Confusingly, Hooker claims he has arrived at something he calls "my specific provenance data" (which are not data at all) "gathered through empirical means" which is "of a different class than declared provenances"; in other words, where an object physically came from. Yes, yes it is, quite a different concept altogether. Once again, we see an ACCG antiquities collector avoiding a relatively simple issue. In this case covering the basic idea with lashings of verbiage and set on a bed of par-boiled psychological pseudo-intellectualism.

It will be noted that in this self-justification, Hooker totally avoids the main issue which is that purchasing this item, an employee of the ACCG undercuts the ACCG's main argument that through the recording of items in schemes like the PAS the interests of the collector and conservation of and responsibilities for the archaeological resource can be satisfied. This would be the case only if collectors are firm and only buy items that have been through the system. Otherwise the system is not working. Hooker has just kicked the ladder from under the ACCG and the PAS.

Also Hooker totally avoids discussion of his "methods" for divining the meaning of the decoration on his finial, his interpretation of the "ivy scrolls" for example.

Hooker concludes a long and rambling post with the words:
I sincerely hope that the above will register with those who are not afflicted by a conscious or unconscious "world view agenda". Those who are, however, will be unable to understand most of this and will never change without considerable effort on their part and this rarely happens as they are inherently unable to abandon unworkable models.
Well, the whole point of this is that the ACCG who employs Mr Hooker to edit their newsletter does not regard PAS recording to be an "unworkable model". It is apparently part of their world-view that such systems should be extended rather than or bypassed and ignored - or is it the case that Mr Hooker has demonstrated that in reality the whole of this "if only other nations would adopt a PAS-like system" nonsense is just an ACCG smokescreen for inaction over the no-questions-asked market?


1 comment:

Paul Barford said...

Those of psychological type ITLG (I think like a goldfish) will perhaps find informative a "reply" on Tim Haines' Yahoo Ancient Antiquities Discussion group. The rest of us need not bother with it, it adds nothing to the discussion, but goes off on a complete tangent which makes further debate futile (I suspect that was the author's intention, collectors rarely address the actual points made in such debates but simply avoid the issue).

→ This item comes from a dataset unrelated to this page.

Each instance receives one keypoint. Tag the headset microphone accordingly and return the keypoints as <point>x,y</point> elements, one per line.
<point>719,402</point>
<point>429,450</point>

Hooker cannot seem to grasp the idea of "provenance" (it is not a "sliding scale" nor a "religious tenet"). He clearly does not understand what is meant here by the no-questions-asked market, nor the point I was making about the Portable Antiquities Scheme. Or if he does, he is pretending not to.

This obtuse avoiding of open and face-to-face discussion is totally typical of the approach of almost the entire collecting milieu to any attempt to discuss the issues surrounding no-questions-asked collecting. Ignoring the existence of these problems as they do will not, however, make them go away.